Aymeric on Software

Because we needed another of these blogs...

The $2,000 One Line Bug Fix

Today is the last of 4 days I spent (mostly) on a bug. The actual bug was fixed by removing one line of code, which should have never been there in the first place!

What was happening? Sometimes and randomly, our application was crashing on exit. The crash was always some dodgy memory access violation. This happened after calling a SendMessage() to HWND_BROADCAST… I did not quite understand what was wrong with it, but calling that SendMessage was stupid enough in the first place. I removed it, replaced it by something much better, and claimed to have fixed the bug. Not surprisingly, the next day the QA had another similar crash in DestroyWindow(), albeit much harder to reproduce.
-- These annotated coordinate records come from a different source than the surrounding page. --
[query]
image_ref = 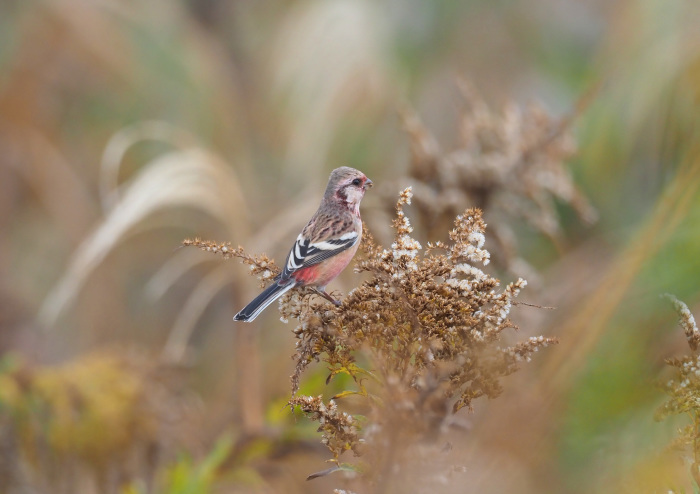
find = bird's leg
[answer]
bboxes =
[313,288,340,307]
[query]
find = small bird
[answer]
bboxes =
[233,166,373,322]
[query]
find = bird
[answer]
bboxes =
[233,166,373,322]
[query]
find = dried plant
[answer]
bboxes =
[656,294,700,487]
[0,349,199,493]
[396,81,597,277]
[184,188,556,488]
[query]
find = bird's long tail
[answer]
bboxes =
[233,282,295,322]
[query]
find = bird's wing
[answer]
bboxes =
[282,230,360,279]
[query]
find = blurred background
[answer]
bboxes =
[0,0,700,493]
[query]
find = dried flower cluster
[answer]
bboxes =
[396,81,597,282]
[182,238,281,287]
[198,188,555,482]
[656,294,700,486]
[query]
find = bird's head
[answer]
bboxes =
[325,166,373,214]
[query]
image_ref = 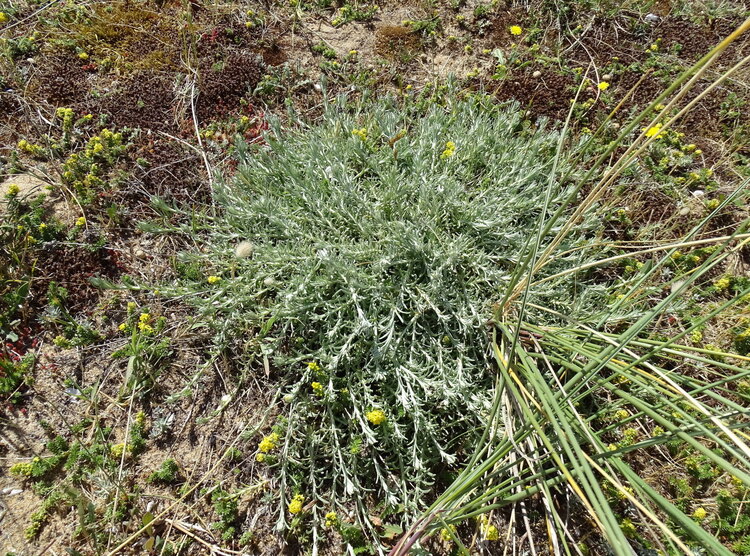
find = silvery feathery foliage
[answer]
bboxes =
[181,97,601,540]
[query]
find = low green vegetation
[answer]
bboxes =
[0,0,750,556]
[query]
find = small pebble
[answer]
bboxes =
[0,487,23,496]
[234,241,255,259]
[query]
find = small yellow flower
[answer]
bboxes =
[287,494,305,514]
[138,313,154,334]
[440,141,456,160]
[258,432,281,454]
[615,409,630,421]
[307,361,320,373]
[714,276,732,291]
[646,124,662,139]
[325,512,339,528]
[365,409,387,425]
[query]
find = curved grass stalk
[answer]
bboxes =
[391,19,750,556]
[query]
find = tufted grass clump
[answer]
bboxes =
[170,96,606,534]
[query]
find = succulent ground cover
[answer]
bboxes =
[0,0,750,554]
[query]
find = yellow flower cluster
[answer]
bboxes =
[646,124,664,139]
[714,276,732,291]
[258,432,281,454]
[480,516,500,541]
[365,409,387,425]
[440,141,456,160]
[287,494,305,514]
[138,313,154,334]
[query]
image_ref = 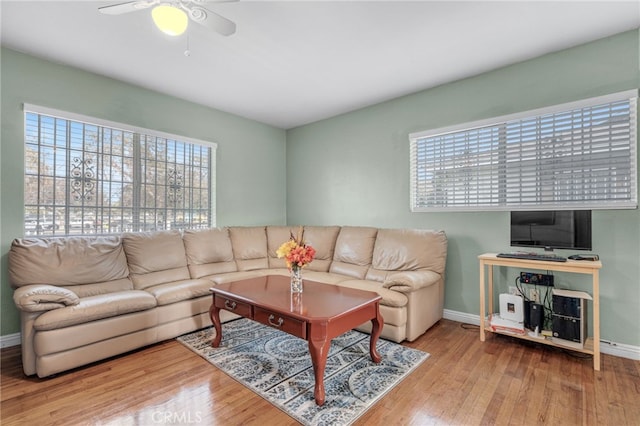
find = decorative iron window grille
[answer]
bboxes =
[24,105,216,235]
[409,90,638,212]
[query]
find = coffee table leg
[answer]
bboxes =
[209,302,222,348]
[369,305,384,364]
[309,324,331,405]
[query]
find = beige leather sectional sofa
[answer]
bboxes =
[9,226,447,377]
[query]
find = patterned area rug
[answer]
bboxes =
[178,318,429,426]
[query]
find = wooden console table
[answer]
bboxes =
[478,253,602,371]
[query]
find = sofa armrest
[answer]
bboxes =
[13,284,80,312]
[382,271,441,293]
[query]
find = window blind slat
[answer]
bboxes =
[410,92,637,211]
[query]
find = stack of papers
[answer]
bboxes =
[489,314,525,334]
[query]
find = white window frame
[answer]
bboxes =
[23,103,217,236]
[409,89,638,212]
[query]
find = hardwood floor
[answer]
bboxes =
[0,320,640,426]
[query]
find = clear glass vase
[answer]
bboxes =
[291,267,302,293]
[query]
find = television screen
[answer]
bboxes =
[511,210,592,250]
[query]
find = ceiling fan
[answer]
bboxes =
[98,0,238,36]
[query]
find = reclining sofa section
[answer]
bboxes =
[9,226,447,377]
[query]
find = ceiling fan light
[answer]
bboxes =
[151,4,189,36]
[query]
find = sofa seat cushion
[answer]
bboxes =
[9,236,132,288]
[330,280,409,308]
[33,290,157,331]
[145,278,213,306]
[13,284,80,312]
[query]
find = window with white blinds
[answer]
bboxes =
[24,105,216,236]
[409,90,638,212]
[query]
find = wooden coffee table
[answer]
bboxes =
[209,275,384,405]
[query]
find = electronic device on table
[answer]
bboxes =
[498,210,598,262]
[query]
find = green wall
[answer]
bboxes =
[287,31,640,346]
[0,48,286,336]
[0,31,640,346]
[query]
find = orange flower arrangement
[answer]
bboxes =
[276,226,316,270]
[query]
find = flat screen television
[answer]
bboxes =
[511,210,592,250]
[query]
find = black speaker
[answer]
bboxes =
[552,294,587,343]
[529,303,544,332]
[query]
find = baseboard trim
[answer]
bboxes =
[0,309,640,361]
[443,309,640,361]
[0,333,22,348]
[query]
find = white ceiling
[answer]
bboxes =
[0,0,640,129]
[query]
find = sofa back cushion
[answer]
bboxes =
[304,226,340,272]
[182,228,238,278]
[371,229,447,275]
[329,226,378,279]
[122,231,190,290]
[267,226,306,269]
[9,236,133,296]
[229,226,269,271]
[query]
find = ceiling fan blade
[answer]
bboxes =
[98,0,157,15]
[184,6,236,36]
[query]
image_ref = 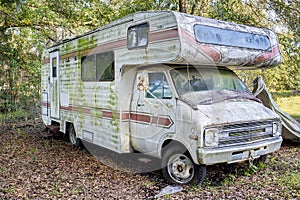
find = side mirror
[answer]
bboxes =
[137,74,149,91]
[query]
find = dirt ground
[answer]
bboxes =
[0,120,300,199]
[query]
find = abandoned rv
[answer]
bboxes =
[41,11,282,184]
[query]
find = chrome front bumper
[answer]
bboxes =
[197,137,282,165]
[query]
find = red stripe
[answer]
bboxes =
[181,29,222,63]
[42,28,179,64]
[149,28,179,42]
[253,45,280,64]
[49,102,174,128]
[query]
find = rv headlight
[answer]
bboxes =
[204,128,219,147]
[272,122,281,136]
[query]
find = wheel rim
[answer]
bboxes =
[167,154,195,183]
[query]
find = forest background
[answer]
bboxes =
[0,0,300,118]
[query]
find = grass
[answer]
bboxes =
[272,91,300,121]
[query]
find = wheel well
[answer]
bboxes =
[161,139,190,156]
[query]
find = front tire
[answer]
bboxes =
[161,146,206,184]
[68,124,80,147]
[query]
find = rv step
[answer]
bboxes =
[42,125,60,137]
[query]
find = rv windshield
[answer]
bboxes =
[170,67,257,104]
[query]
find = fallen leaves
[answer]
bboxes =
[0,119,300,199]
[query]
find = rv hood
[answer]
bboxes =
[178,90,261,110]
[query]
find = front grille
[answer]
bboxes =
[219,121,273,146]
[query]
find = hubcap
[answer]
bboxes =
[168,154,194,183]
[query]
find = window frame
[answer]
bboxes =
[127,22,150,50]
[80,51,116,82]
[145,72,174,99]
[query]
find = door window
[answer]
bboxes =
[146,73,172,99]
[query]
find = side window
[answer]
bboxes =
[52,57,57,78]
[146,73,172,99]
[96,51,115,81]
[81,55,96,81]
[81,51,115,82]
[127,23,149,49]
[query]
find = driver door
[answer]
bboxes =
[130,71,176,154]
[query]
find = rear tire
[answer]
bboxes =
[68,124,80,147]
[161,146,206,184]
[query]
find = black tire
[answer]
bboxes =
[161,146,206,184]
[68,124,80,147]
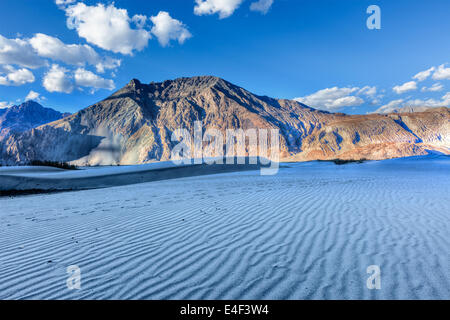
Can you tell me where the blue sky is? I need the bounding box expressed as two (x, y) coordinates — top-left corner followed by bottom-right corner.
(0, 0), (450, 113)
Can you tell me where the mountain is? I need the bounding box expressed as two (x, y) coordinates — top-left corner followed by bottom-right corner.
(1, 76), (450, 165)
(0, 101), (67, 140)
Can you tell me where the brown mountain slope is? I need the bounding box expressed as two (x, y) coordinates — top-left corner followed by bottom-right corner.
(2, 76), (450, 165)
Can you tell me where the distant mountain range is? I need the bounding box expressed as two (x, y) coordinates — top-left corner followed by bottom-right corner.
(1, 76), (450, 165)
(0, 101), (69, 140)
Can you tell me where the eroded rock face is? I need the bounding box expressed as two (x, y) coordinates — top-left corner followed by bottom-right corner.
(2, 76), (450, 165)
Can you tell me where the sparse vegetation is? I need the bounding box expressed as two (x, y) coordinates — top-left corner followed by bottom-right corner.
(332, 159), (367, 165)
(318, 158), (368, 166)
(30, 160), (78, 170)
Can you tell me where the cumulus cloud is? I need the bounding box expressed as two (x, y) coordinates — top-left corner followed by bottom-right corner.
(374, 92), (450, 113)
(75, 68), (115, 90)
(358, 86), (377, 98)
(392, 81), (417, 94)
(30, 33), (100, 65)
(421, 83), (444, 92)
(413, 67), (435, 81)
(374, 99), (404, 113)
(194, 0), (243, 19)
(42, 64), (74, 93)
(250, 0), (273, 14)
(405, 92), (450, 107)
(0, 65), (35, 86)
(55, 0), (77, 6)
(29, 33), (121, 73)
(64, 2), (151, 55)
(150, 11), (192, 47)
(0, 101), (12, 109)
(0, 35), (46, 69)
(25, 90), (44, 101)
(295, 87), (364, 111)
(433, 64), (450, 80)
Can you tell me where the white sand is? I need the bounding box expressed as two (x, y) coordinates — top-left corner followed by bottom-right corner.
(0, 157), (450, 299)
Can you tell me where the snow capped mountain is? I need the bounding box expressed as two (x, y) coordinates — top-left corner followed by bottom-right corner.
(0, 100), (67, 140)
(2, 76), (450, 165)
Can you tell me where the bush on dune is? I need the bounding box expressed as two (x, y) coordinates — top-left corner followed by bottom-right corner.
(30, 160), (78, 170)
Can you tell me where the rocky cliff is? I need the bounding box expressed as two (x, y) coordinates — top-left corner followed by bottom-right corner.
(2, 76), (450, 165)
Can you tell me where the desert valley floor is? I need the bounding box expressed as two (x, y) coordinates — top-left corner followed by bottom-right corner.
(0, 155), (450, 299)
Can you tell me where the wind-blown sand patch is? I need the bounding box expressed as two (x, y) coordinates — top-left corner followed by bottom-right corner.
(0, 157), (450, 299)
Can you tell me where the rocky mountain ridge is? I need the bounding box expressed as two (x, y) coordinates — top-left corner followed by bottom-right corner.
(1, 76), (450, 165)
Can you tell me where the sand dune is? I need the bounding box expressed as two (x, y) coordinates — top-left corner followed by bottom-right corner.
(0, 157), (450, 299)
(0, 158), (261, 195)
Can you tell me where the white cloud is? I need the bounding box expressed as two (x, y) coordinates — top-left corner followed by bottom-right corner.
(55, 0), (77, 6)
(42, 64), (74, 93)
(250, 0), (273, 14)
(65, 2), (151, 55)
(374, 92), (450, 113)
(75, 68), (115, 90)
(295, 87), (364, 111)
(0, 65), (35, 86)
(392, 81), (417, 94)
(0, 101), (12, 109)
(421, 83), (444, 92)
(358, 86), (377, 98)
(95, 57), (122, 73)
(25, 90), (41, 101)
(405, 92), (450, 107)
(413, 67), (435, 81)
(150, 11), (192, 47)
(194, 0), (243, 19)
(433, 64), (450, 80)
(30, 33), (121, 73)
(374, 99), (404, 113)
(0, 35), (46, 69)
(30, 33), (100, 66)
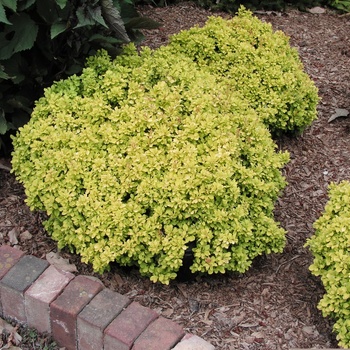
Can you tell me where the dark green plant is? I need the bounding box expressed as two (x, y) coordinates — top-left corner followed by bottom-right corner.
(0, 0), (159, 153)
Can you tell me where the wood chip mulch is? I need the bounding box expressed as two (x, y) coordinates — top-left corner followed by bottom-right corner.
(0, 3), (350, 350)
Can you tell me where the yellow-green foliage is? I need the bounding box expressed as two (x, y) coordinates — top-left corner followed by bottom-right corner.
(13, 10), (317, 283)
(168, 8), (318, 132)
(307, 181), (350, 348)
(13, 46), (288, 283)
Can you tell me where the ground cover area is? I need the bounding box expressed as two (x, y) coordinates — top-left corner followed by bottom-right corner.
(0, 3), (350, 350)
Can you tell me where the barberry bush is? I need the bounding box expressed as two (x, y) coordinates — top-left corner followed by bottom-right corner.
(307, 181), (350, 348)
(12, 9), (313, 283)
(169, 7), (319, 133)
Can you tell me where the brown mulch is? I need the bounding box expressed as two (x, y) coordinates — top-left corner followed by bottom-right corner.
(0, 3), (350, 350)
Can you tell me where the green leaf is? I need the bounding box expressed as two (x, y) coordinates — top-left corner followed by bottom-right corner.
(17, 0), (36, 12)
(0, 13), (38, 60)
(0, 4), (12, 24)
(56, 0), (67, 10)
(74, 6), (95, 28)
(1, 0), (17, 12)
(0, 110), (8, 134)
(0, 65), (10, 79)
(88, 7), (108, 28)
(101, 0), (130, 43)
(89, 34), (121, 44)
(125, 17), (162, 29)
(50, 22), (67, 39)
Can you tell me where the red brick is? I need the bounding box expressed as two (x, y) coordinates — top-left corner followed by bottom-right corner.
(104, 302), (159, 350)
(50, 276), (103, 350)
(24, 266), (74, 333)
(132, 317), (185, 350)
(77, 289), (131, 350)
(0, 245), (24, 279)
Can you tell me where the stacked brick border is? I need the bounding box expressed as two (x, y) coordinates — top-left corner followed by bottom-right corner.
(0, 245), (214, 350)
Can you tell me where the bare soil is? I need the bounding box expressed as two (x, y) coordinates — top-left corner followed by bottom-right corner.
(0, 3), (350, 350)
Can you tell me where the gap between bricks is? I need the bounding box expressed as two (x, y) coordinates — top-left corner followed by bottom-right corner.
(0, 245), (215, 350)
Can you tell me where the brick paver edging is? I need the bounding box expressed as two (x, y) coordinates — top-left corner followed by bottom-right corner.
(0, 245), (215, 350)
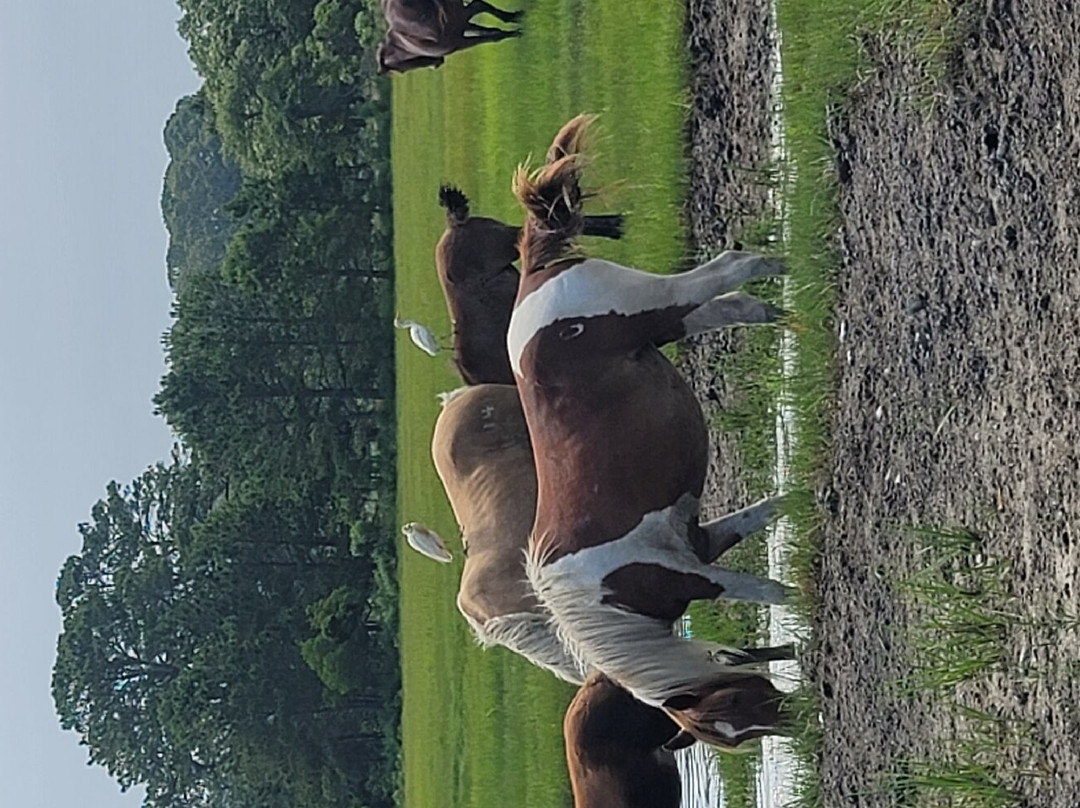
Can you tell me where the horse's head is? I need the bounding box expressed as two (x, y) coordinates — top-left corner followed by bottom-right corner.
(664, 674), (789, 749)
(563, 673), (681, 808)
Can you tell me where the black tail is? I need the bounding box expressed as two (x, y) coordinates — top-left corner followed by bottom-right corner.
(438, 185), (469, 227)
(514, 116), (593, 275)
(581, 213), (622, 239)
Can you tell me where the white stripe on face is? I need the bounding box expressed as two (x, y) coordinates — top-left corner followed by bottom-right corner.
(507, 258), (697, 376)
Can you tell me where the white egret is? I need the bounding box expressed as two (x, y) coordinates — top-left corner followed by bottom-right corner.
(394, 317), (441, 356)
(402, 522), (454, 564)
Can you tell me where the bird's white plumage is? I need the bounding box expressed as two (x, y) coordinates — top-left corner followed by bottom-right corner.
(394, 318), (442, 356)
(402, 522), (454, 564)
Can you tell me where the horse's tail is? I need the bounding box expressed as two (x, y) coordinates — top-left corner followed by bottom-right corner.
(438, 185), (469, 227)
(582, 213), (622, 239)
(514, 115), (594, 274)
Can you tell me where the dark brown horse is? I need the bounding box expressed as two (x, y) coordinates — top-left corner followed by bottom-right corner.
(376, 0), (522, 72)
(508, 117), (787, 746)
(435, 185), (622, 385)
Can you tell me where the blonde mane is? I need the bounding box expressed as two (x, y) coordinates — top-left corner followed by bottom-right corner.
(513, 115), (595, 274)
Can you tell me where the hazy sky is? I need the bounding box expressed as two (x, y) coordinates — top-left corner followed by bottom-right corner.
(0, 0), (199, 808)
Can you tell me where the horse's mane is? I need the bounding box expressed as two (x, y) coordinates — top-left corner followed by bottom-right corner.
(458, 594), (589, 685)
(513, 115), (595, 274)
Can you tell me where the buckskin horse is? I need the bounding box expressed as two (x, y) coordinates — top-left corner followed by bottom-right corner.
(435, 185), (622, 385)
(414, 385), (791, 684)
(507, 116), (787, 746)
(375, 0), (522, 72)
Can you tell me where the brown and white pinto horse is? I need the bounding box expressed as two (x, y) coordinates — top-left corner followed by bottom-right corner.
(431, 385), (791, 684)
(435, 185), (622, 385)
(508, 117), (786, 746)
(375, 0), (522, 72)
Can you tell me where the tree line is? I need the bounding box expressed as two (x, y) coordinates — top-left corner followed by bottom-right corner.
(53, 0), (401, 808)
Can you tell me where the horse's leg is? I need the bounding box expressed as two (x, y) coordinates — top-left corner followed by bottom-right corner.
(665, 250), (784, 305)
(465, 0), (525, 23)
(693, 497), (784, 564)
(696, 564), (792, 606)
(719, 644), (795, 665)
(683, 292), (784, 337)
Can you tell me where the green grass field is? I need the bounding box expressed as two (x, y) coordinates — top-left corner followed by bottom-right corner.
(392, 0), (686, 808)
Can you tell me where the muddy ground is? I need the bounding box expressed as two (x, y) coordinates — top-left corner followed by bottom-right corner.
(688, 0), (1080, 808)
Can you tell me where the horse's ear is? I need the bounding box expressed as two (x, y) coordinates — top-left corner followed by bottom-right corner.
(662, 693), (701, 712)
(664, 729), (698, 752)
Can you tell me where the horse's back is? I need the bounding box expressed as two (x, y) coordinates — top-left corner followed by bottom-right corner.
(522, 347), (708, 558)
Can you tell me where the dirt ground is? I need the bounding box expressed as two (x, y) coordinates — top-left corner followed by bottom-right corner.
(688, 0), (1080, 808)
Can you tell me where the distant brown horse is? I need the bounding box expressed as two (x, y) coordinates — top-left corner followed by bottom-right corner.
(508, 117), (787, 746)
(376, 0), (522, 72)
(429, 385), (791, 684)
(435, 185), (622, 385)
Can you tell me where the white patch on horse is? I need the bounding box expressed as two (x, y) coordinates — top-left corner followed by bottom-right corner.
(507, 258), (694, 376)
(525, 494), (786, 706)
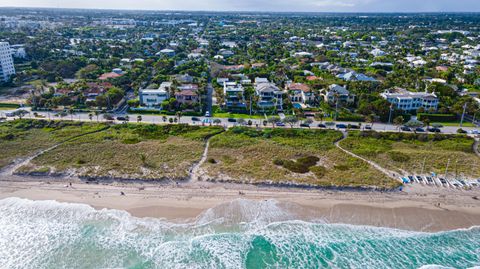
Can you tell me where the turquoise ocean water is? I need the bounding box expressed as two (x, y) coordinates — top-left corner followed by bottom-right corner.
(0, 198), (480, 268)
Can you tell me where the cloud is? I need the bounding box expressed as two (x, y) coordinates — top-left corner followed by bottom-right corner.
(0, 0), (480, 12)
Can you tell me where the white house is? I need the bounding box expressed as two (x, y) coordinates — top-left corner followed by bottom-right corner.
(139, 82), (172, 107)
(323, 84), (355, 104)
(223, 82), (247, 111)
(381, 87), (438, 111)
(370, 49), (386, 57)
(255, 78), (283, 110)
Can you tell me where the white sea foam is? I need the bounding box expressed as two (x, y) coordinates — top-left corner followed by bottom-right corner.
(0, 195), (480, 269)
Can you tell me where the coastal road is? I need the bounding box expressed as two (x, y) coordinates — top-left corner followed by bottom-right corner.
(0, 108), (479, 134)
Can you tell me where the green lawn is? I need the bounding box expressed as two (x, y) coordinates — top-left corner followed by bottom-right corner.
(202, 127), (398, 188)
(341, 131), (480, 178)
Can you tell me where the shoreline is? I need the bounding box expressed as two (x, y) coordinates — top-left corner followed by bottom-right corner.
(0, 176), (480, 232)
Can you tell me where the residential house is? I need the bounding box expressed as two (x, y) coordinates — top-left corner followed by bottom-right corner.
(223, 82), (247, 112)
(381, 87), (438, 112)
(139, 82), (172, 108)
(285, 83), (315, 104)
(337, 71), (377, 82)
(175, 90), (200, 105)
(255, 78), (283, 111)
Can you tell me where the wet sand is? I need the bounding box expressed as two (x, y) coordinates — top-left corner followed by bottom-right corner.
(0, 177), (480, 232)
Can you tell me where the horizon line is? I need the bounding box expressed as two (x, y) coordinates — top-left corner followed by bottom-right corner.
(0, 6), (480, 14)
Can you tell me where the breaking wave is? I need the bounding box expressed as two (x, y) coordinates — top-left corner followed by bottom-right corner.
(0, 198), (480, 269)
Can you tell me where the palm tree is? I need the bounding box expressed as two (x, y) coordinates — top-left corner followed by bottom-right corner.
(393, 116), (405, 129)
(267, 117), (279, 128)
(68, 108), (75, 121)
(94, 110), (100, 122)
(283, 116), (298, 128)
(365, 114), (375, 127)
(175, 111), (183, 123)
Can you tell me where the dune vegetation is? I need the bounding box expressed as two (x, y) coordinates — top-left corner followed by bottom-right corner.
(341, 131), (480, 178)
(202, 127), (398, 188)
(12, 120), (222, 180)
(0, 119), (105, 168)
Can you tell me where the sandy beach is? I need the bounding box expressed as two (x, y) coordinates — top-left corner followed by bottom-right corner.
(0, 176), (480, 232)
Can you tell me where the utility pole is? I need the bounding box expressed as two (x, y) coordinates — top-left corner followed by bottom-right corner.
(388, 104), (393, 124)
(460, 103), (467, 128)
(250, 95), (252, 116)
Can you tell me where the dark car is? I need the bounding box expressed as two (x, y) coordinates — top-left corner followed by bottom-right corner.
(348, 124), (360, 129)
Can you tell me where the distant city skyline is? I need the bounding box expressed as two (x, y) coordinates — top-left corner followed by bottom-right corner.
(0, 0), (480, 12)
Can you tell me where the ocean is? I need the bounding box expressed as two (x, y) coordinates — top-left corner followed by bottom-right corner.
(0, 198), (480, 269)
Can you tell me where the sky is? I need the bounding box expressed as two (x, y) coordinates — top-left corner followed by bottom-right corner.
(0, 0), (480, 12)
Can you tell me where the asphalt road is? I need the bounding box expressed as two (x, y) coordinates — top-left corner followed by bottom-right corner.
(0, 110), (480, 134)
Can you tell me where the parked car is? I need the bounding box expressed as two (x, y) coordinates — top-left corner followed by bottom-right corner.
(348, 124), (360, 130)
(428, 127), (442, 133)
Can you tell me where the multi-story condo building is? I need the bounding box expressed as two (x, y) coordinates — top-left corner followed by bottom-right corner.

This time was spent doing some proper investigation. A few days later, after unrolling tons and tons of code, I found miles away from the code that was crashing this little jewel:

  m_hWnd = 0;
  if (IsWindow())
  // etc...

Suddenly the whole picture gets clearer. The first line resets the window handle. The next one checks if the handle represents a window. Of course not! So no need to destroy the window object associated to the handle, right?! Then, by the time you get out of the destructor, your message map/callback functions have been destroyed and point to garbage memory… All it takes to crash it now, is one message routed to this window. And thanks to Murphy’s law, it did happen!

What SendMessage() to HWND_BROADCAST and DestroyWindow() have in common, is that they actually did send a message to this phantom window. In case you did not know, DestroyWindow() does purge the message loop…

Why the handle was set to null in the first place is beyond me, but it sure was a bitch to find!